Multiplicative Masking for AES in Hardware
Hardware masked AES designs usually rely on Boolean masking and perform the computation of the S-box using the tower-field decomposition. On the other hand, splitting sensitive variables in a multiplicative way is more amenable for the computation of the AES S-box, as noted by Akkar and Giraud. However, multiplicative masking needs to be implemented carefully not to be vulnerable to first-order DPA with a zero-value power model. Up to now, sound higher-order multiplicative masking schemes have been implemented only in software. In this work, we demonstrate the first hardware implementation of AES using multiplicative masks. The method is tailored to be secure even if the underlying gates are not ideal and glitches occur in the circuit. We detail the design process of first- and second-order secure AES-128 cores, which result in the smallest die area to date among previous state-of-the-art masked AES implementations with comparable randomness cost and latency. The first- and second-order masked implementations improve resp. 29% and 18% over these designs. We deploy our construction on a Spartan-6 FPGA and perform a side-channel evaluation. No leakage is detected with up to 50 million traces for both our first- and second-order implementation. For the latter, this holds both for univariate and bivariate analysis.

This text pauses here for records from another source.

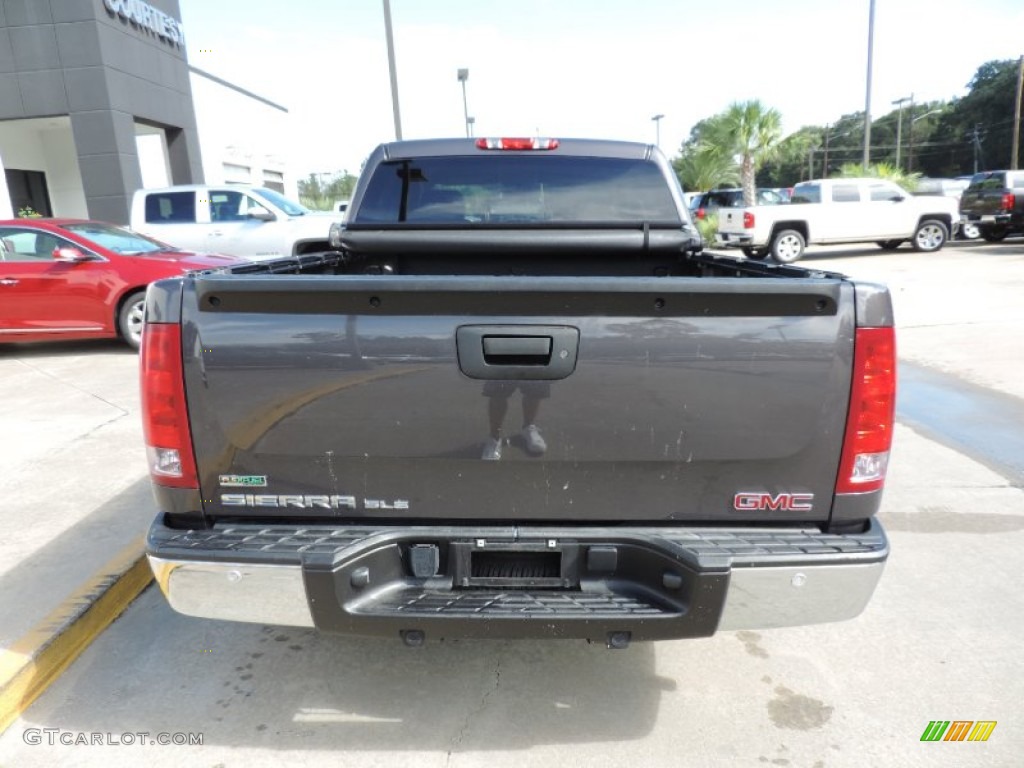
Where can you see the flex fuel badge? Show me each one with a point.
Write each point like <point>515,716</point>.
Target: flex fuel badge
<point>243,481</point>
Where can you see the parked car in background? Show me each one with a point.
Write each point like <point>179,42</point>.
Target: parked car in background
<point>994,202</point>
<point>706,204</point>
<point>69,279</point>
<point>950,187</point>
<point>840,210</point>
<point>250,221</point>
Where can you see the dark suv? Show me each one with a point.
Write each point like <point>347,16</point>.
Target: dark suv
<point>994,201</point>
<point>706,204</point>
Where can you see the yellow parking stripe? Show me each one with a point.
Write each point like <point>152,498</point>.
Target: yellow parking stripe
<point>36,659</point>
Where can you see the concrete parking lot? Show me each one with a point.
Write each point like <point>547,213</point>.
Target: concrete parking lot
<point>939,641</point>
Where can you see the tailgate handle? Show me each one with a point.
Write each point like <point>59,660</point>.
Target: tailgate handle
<point>517,352</point>
<point>497,348</point>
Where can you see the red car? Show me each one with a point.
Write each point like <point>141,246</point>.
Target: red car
<point>69,279</point>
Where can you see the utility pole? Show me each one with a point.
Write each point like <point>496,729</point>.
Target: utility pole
<point>909,154</point>
<point>391,69</point>
<point>899,124</point>
<point>1015,157</point>
<point>976,142</point>
<point>824,162</point>
<point>867,97</point>
<point>657,130</point>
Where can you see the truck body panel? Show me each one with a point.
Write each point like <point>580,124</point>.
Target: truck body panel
<point>685,442</point>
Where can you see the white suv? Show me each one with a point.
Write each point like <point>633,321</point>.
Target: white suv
<point>248,221</point>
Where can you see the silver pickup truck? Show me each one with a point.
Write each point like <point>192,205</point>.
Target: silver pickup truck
<point>518,401</point>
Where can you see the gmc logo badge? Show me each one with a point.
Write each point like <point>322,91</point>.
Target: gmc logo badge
<point>773,502</point>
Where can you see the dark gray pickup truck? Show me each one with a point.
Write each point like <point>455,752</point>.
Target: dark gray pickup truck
<point>518,400</point>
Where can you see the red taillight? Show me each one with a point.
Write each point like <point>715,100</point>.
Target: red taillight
<point>517,143</point>
<point>872,411</point>
<point>165,418</point>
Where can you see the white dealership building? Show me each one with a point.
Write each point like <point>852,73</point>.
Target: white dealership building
<point>97,99</point>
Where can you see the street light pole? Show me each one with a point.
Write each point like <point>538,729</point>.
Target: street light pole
<point>867,97</point>
<point>657,130</point>
<point>899,124</point>
<point>463,77</point>
<point>391,69</point>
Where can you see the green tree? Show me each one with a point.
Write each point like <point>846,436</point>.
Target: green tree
<point>318,194</point>
<point>701,168</point>
<point>794,162</point>
<point>750,132</point>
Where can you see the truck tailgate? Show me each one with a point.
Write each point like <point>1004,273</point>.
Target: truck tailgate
<point>660,399</point>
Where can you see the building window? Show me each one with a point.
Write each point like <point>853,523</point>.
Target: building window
<point>28,192</point>
<point>846,194</point>
<point>238,174</point>
<point>170,208</point>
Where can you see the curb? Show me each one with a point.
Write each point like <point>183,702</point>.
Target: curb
<point>37,658</point>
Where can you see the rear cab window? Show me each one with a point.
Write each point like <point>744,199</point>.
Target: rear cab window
<point>806,194</point>
<point>170,208</point>
<point>537,190</point>
<point>846,194</point>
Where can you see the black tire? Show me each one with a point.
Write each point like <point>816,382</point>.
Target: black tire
<point>970,230</point>
<point>787,246</point>
<point>994,233</point>
<point>930,236</point>
<point>130,318</point>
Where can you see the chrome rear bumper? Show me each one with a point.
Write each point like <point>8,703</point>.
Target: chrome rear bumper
<point>658,584</point>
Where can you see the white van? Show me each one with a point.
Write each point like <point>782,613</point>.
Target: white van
<point>250,221</point>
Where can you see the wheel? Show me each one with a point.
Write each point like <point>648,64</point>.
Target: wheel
<point>787,246</point>
<point>995,233</point>
<point>130,318</point>
<point>931,236</point>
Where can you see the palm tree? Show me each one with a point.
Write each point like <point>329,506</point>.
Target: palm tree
<point>701,168</point>
<point>751,132</point>
<point>882,170</point>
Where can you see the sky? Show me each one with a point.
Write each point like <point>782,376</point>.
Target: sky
<point>584,68</point>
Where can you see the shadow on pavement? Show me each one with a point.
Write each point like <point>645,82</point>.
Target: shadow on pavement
<point>296,689</point>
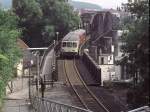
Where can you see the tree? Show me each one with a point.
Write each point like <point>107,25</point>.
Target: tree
<point>136,51</point>
<point>43,19</point>
<point>9,52</point>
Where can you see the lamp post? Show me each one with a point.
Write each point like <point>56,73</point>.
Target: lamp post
<point>30,65</point>
<point>57,33</point>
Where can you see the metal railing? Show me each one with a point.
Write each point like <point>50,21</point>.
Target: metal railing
<point>141,109</point>
<point>45,105</point>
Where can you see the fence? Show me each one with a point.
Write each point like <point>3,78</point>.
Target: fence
<point>93,68</point>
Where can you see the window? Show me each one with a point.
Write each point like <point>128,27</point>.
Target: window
<point>74,44</point>
<point>69,44</point>
<point>64,44</point>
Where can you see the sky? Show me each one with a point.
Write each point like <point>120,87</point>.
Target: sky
<point>105,3</point>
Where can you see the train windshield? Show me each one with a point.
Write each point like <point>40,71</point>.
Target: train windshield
<point>69,44</point>
<point>74,44</point>
<point>64,44</point>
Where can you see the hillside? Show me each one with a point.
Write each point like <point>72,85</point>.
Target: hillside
<point>5,3</point>
<point>84,5</point>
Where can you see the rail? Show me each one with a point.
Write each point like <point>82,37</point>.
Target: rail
<point>45,105</point>
<point>91,93</point>
<point>75,91</point>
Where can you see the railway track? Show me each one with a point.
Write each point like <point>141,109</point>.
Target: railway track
<point>87,99</point>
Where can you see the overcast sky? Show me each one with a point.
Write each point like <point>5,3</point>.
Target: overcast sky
<point>106,3</point>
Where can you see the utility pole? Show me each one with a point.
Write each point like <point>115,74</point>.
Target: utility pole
<point>57,33</point>
<point>38,73</point>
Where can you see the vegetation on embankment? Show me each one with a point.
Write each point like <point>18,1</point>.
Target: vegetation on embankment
<point>9,51</point>
<point>41,19</point>
<point>136,53</point>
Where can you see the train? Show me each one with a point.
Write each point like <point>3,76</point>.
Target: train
<point>72,42</point>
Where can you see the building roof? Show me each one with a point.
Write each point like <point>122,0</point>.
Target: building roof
<point>22,44</point>
<point>74,35</point>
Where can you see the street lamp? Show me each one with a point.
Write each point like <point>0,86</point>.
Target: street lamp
<point>57,33</point>
<point>30,63</point>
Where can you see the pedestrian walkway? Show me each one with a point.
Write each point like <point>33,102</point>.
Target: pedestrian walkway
<point>17,105</point>
<point>59,93</point>
<point>17,101</point>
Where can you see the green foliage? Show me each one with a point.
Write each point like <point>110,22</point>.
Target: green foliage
<point>9,52</point>
<point>42,19</point>
<point>136,50</point>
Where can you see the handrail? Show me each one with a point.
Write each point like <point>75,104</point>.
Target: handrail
<point>45,54</point>
<point>54,106</point>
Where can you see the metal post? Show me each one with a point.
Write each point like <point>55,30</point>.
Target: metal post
<point>57,33</point>
<point>38,73</point>
<point>29,80</point>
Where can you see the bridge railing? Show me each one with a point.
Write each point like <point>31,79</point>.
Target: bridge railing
<point>45,105</point>
<point>92,66</point>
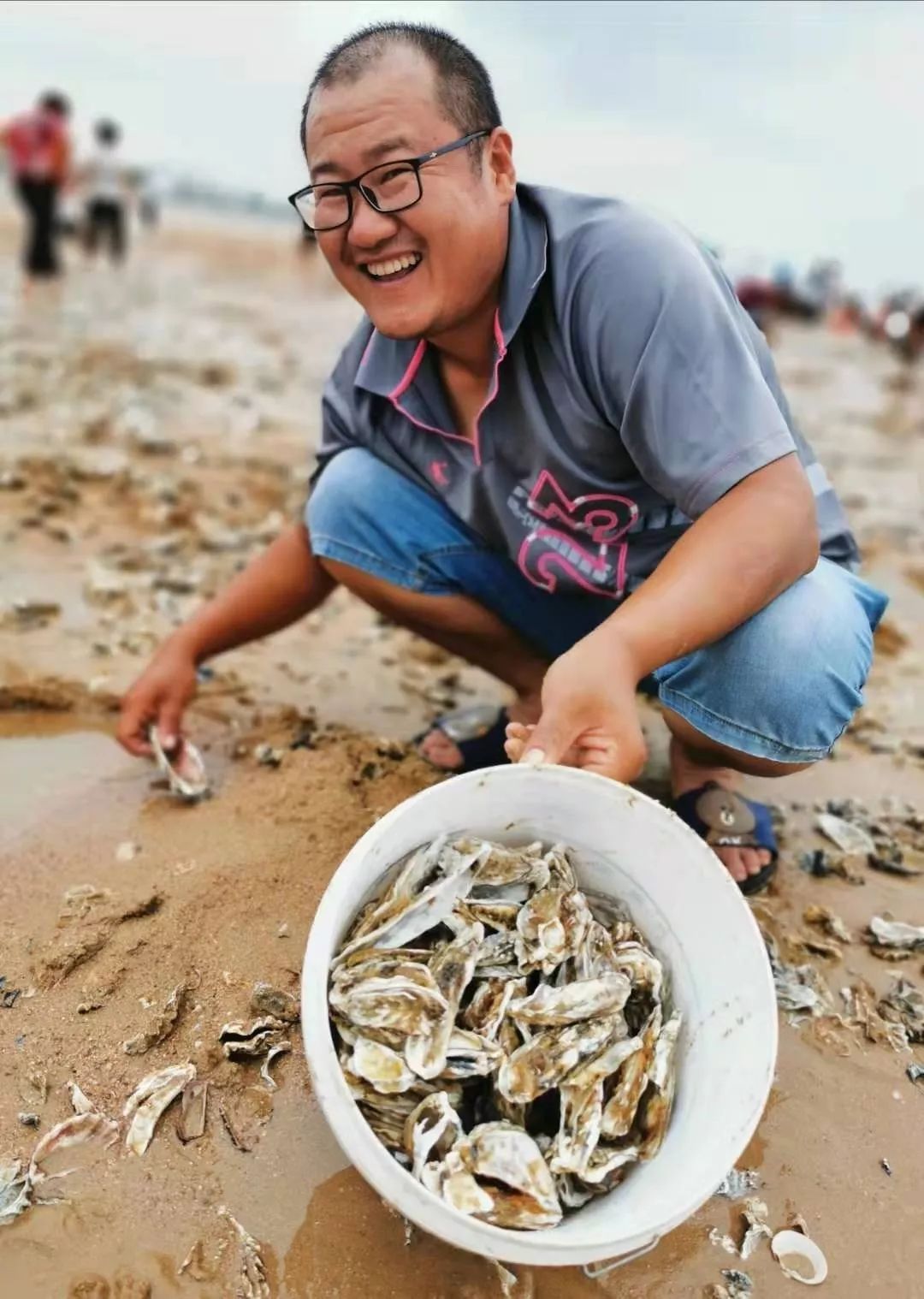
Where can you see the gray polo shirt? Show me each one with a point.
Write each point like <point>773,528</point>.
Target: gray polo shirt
<point>631,391</point>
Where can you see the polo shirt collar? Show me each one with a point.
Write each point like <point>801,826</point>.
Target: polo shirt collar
<point>388,364</point>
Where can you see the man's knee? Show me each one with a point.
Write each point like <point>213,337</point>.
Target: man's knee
<point>784,685</point>
<point>346,491</point>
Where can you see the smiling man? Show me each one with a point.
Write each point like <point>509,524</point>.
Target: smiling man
<point>558,447</point>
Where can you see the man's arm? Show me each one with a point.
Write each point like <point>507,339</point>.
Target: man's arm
<point>741,554</point>
<point>273,591</point>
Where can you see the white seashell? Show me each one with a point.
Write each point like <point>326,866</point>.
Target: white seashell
<point>185,773</point>
<point>799,1258</point>
<point>851,839</point>
<point>150,1099</point>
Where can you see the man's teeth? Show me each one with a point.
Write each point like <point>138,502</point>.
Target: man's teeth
<point>391,268</point>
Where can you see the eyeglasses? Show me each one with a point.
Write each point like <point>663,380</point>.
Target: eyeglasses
<point>388,187</point>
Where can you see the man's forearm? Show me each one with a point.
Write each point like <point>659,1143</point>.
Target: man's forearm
<point>738,556</point>
<point>273,591</point>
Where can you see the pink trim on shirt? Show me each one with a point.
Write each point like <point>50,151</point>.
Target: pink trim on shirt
<point>407,380</point>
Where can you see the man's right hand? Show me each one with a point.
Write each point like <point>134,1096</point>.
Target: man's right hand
<point>159,697</point>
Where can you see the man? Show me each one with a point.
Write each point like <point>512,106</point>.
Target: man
<point>556,447</point>
<point>39,155</point>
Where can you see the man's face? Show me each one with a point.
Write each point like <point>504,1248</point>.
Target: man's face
<point>458,231</point>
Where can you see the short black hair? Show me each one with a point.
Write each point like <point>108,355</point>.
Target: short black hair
<point>107,132</point>
<point>465,88</point>
<point>54,102</point>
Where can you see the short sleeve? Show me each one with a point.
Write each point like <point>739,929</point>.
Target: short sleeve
<point>672,361</point>
<point>340,425</point>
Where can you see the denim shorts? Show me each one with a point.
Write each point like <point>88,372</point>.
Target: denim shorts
<point>781,686</point>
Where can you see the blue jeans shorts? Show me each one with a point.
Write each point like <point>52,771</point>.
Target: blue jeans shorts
<point>781,686</point>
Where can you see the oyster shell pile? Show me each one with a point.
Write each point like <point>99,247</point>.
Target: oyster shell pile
<point>505,1035</point>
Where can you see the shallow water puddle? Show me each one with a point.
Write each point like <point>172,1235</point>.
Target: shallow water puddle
<point>55,762</point>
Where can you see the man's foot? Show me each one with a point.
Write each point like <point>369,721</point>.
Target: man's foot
<point>441,750</point>
<point>686,774</point>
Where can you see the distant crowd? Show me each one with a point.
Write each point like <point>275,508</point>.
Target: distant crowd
<point>820,296</point>
<point>99,190</point>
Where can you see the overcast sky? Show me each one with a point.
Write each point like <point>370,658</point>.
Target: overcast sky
<point>776,128</point>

Spin Me Right Round Rotational Symmetry for FPGA-Specific AES
The effort in reducing the area of AES implementations has largely been focused on Application-Specific Integrated Circuits (ASICs) in which a tower field construction leads to a small design of the AES S-box. In contrast, a naïve implementation of the AES S-box has been the status-quo on Field-Programmable Gate Arrays (FPGAs). A similar discrepancy holds for masking schemes – a wellknown side-channel analysis countermeasure – which are commonly optimized to achieve minimal area in ASICs.In this paper we demonstrate a representation of the AES S-box exploiting rotational symmetry which leads to a 50% reduction of the area footprint on FPGA devices. We present new AES implementations which improve on the state of the art and explore various trade-offs between area and latency. For instance, at the cost of increasing 4.5 times the latency, one of our design variants requires 25% less look-up tables (LUTs) than the smallest known AES on Xilinx FPGAs by Sasdrich and Güneysu at ASAP 2016. We further explore the protection of such implementations against first-order side-channel analysis attacks. Targeting the small area footprint on FPGAs, we introduce a heuristic-based algorithm to find a masking of a given function with d + 1 shares. Its application to our new construction of the AES S-box allows us to introduce the smallest masked AES implementation on Xilinx FPGAs, to-date.